The series, alongside Love Thy Neighbour (1972–1976), was the last written together by Vince Powell and Harry Driver, before Driver's death on 25 November 1973. Jimmy Jewel had previously appeared in the television sitcom Nearest and Dearest (1968–1973), created by Powell and Driver. The writers had enjoyed working with Jewel on that series and had promised to write another sitcom for him. The theme tune, "Autumn Love", was composed by Paul Lewis.

== Release ==

=== Broadcast ===
All episodes of the series were broadcast on ITV. The pilot episode was broadcast on Monday, 23 October 1972 at 8:30 pm. The first series aired on Mondays at 8:00 pm, from 16 July to 20 August 1973. A sketch was included in the 1973 edition of All Star Comedy Carnival, which aired on Tuesday, 25 December at 6:30 pm. The second series aired on Wednesdays at 8:00 pm from 24 July to 28 August 1974, while the third series aired on Thursdays at the same time, from 20 May to 24 June 1976. The fourth and final series aired from 31 August to 19 October 1976, mostly at 8:30 pm.

=== Home media releases ===
All four series have been released in Region 2 on DVD by Network Distributing. The first series release included the 1972 pilot episode. The 1973 All Star Comedy Carnival sketch was released by Network on 5 December 2016, in a DVD release containing the 1972 and 1973 editions of All Star Comedy Carnival.

| Title |  | Release date | Ref. |
|---|---|---|---|
|  | The Complete First Series | 7 February 2011 |  |
|  | The Complete Second Series | 1 July 2012 |  |
|  | The Complete Third Series | 18 February 2013 |  |
|  | The Complete Fourth Series | 12 May 2013 |  |

== Reception ==
Nancy Banks-Smith, writing for The Guardian, reviewed the series several times throughout its run. In 1973, following the airing of the first episode of the first series, Banks-Smith called the series "a surprisingly good egg", praising the director and the performances of Jimmy Jewel and Charlie Hawkins. However, her review for the second series' premiere episode in 1974 was less positive, stating that, while the series began as a "pleasantly sentimental story" that had a "kind of charm", the new series instead "had a lot of plot". Banks-Smith was further critical of the series in her review for the first episode of the third series in 1976, stating that the series "looks as if it were made without love or money".

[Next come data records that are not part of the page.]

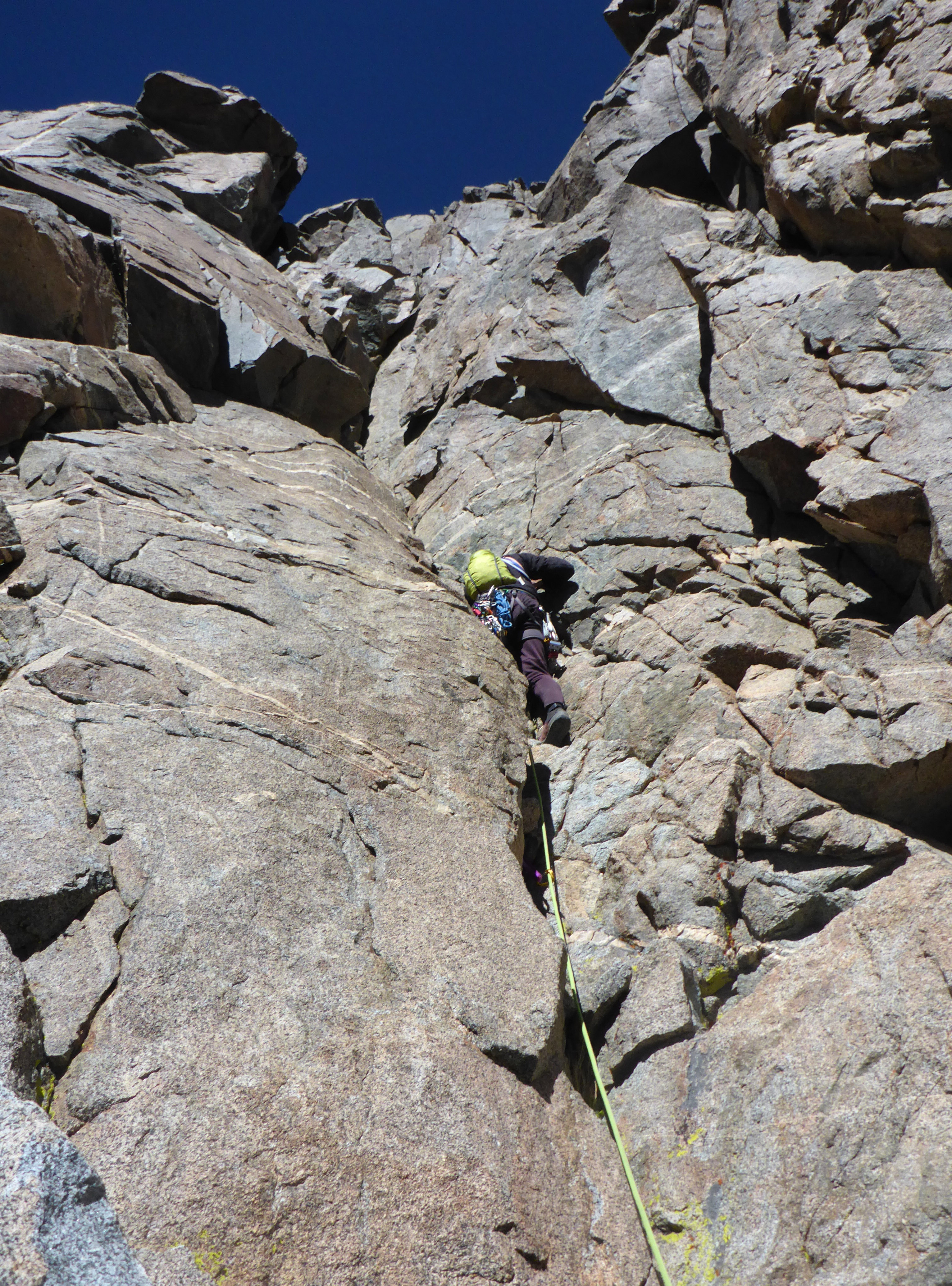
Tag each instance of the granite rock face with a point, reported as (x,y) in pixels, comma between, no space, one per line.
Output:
(273,966)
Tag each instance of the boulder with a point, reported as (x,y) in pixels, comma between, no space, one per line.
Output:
(58,1227)
(207,119)
(197,299)
(261,624)
(54,283)
(656,1011)
(233,192)
(811,1122)
(21,1029)
(70,979)
(72,387)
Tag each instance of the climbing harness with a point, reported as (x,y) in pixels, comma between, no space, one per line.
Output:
(495,610)
(550,637)
(609,1115)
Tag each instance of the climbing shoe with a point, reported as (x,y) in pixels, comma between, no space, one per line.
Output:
(555,730)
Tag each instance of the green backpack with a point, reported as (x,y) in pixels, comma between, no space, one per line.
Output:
(486,570)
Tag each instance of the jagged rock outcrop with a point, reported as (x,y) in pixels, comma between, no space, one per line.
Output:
(273,966)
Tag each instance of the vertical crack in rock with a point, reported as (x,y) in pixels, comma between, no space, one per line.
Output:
(708,362)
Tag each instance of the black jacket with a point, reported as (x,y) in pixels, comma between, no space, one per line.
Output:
(527,611)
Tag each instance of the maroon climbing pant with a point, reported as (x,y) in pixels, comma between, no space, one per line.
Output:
(535,665)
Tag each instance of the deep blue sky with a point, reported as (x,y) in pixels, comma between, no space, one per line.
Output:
(405,102)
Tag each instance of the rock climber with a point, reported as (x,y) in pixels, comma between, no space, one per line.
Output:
(526,640)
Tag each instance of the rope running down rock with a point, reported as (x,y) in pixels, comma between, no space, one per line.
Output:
(609,1115)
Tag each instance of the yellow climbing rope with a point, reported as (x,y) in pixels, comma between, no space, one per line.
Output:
(609,1115)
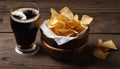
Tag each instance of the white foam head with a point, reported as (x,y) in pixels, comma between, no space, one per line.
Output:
(20,13)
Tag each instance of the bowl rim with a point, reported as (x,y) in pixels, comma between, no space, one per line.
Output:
(51,47)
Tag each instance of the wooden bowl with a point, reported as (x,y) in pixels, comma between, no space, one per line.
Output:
(73,44)
(66,51)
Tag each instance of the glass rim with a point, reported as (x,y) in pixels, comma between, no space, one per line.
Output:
(19,6)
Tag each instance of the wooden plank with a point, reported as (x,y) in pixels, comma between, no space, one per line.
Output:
(9,59)
(102,23)
(82,6)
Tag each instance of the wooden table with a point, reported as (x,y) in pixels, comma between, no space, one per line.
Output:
(106,25)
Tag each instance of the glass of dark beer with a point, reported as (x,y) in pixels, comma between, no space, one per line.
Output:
(25,21)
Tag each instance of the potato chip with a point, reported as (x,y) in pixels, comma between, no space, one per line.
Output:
(109,44)
(65,23)
(86,20)
(67,13)
(98,53)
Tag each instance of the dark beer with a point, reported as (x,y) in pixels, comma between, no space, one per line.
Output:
(25,23)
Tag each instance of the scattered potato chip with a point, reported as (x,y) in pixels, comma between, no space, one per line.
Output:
(102,49)
(109,44)
(98,53)
(65,23)
(86,20)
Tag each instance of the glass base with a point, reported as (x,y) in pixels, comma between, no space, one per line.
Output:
(28,52)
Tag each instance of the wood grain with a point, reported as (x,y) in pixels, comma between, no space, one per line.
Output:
(106,25)
(9,59)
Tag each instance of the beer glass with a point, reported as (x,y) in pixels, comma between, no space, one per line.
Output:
(25,21)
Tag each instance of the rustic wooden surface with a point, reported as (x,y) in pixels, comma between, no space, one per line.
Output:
(106,25)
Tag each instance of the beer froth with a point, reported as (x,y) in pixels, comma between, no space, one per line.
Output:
(25,15)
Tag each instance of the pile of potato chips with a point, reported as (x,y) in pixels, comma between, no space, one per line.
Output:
(101,51)
(66,23)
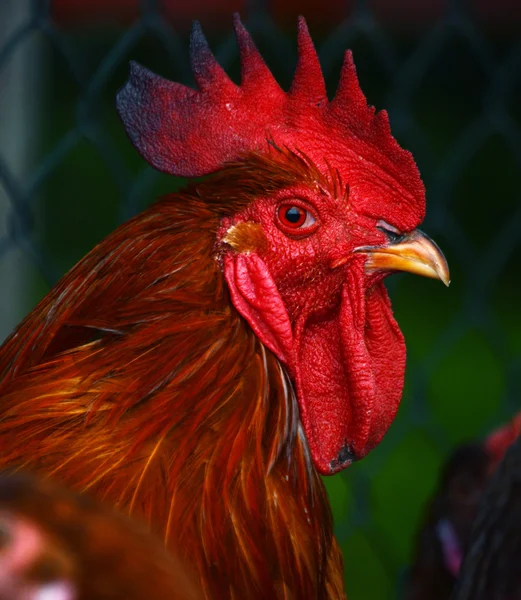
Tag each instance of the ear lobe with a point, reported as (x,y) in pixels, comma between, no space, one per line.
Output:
(256,297)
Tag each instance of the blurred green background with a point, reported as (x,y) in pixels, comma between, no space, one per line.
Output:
(452,85)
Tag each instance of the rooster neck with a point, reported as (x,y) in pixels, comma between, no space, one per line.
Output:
(137,380)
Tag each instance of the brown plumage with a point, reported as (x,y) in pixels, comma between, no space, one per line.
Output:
(210,452)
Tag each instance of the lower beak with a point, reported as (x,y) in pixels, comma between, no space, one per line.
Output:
(416,253)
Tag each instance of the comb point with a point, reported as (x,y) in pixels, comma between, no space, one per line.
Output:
(207,71)
(254,71)
(308,82)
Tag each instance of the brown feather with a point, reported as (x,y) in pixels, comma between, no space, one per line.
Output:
(136,379)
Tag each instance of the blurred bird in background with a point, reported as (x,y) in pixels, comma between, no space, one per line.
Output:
(490,569)
(56,545)
(206,362)
(449,526)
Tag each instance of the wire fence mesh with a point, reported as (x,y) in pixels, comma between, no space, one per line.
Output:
(68,176)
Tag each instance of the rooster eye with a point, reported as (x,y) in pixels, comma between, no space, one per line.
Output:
(295,217)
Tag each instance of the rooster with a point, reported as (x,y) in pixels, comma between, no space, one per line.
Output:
(207,361)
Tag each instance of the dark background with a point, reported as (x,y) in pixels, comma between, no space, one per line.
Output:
(450,75)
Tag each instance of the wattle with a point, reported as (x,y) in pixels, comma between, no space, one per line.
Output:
(348,372)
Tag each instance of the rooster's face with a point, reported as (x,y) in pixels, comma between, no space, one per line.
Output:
(337,209)
(305,268)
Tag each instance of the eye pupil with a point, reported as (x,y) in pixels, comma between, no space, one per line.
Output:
(294,214)
(292,218)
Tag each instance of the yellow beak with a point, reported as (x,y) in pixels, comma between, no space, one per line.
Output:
(416,253)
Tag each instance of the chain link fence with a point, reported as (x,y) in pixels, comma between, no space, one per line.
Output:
(68,176)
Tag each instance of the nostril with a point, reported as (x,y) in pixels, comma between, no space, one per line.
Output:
(345,457)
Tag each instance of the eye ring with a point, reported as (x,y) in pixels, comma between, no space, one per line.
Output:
(295,218)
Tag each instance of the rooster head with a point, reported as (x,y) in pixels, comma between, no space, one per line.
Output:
(337,209)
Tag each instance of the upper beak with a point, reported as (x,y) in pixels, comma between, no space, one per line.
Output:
(415,253)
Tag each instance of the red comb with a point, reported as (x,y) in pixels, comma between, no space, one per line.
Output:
(192,132)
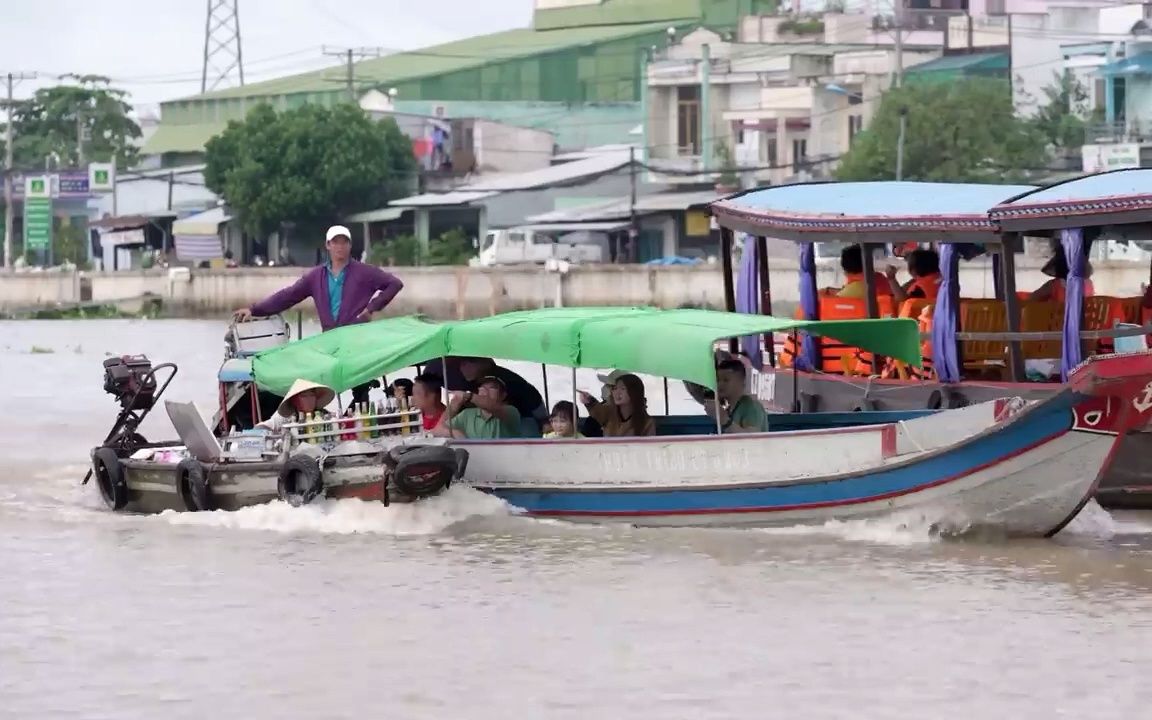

Mark Lewisohn, writing in the Radio Times Guide to TV Comedy (2003), called the series "a pleasingly gentle, if predictable, comedy", that was notable for its writers "deviating from their usual race/religion topics". In Raising Laughter (2021), Robert Sellers described the series as a "pleasingly gentle comedy". Brian Slade, writing for Television Heaven, stated that "there is nothing particularly earth shattering" about the series, but wrote that "it’s hard not to warm to the two lead characters". Although Slade noted that the comedy is "dated" and that the supporting cast is "largely forgettable", noting that Martyn's "constant outrage can be a little grating", he praised the chemistry between Jewel and Hawkins, stating that their onscreen relationship was "hugely believable", and that "the two make the gentle comedy of Spring and Autumn [sic] a likeable treat seemingly long forgotten to the archives". In a 2025 article published on the British Comedy Guide, Graham McCann described the sitcom as a "slow-moving and rather downbeat comedy", praising the chemistry between Jewel and Martyn, noting that "each competed to steal the scene from the other" and commenting that "their dialogue, focussing on familial strife, could just as easily have been played for dramatic instead of comic effect".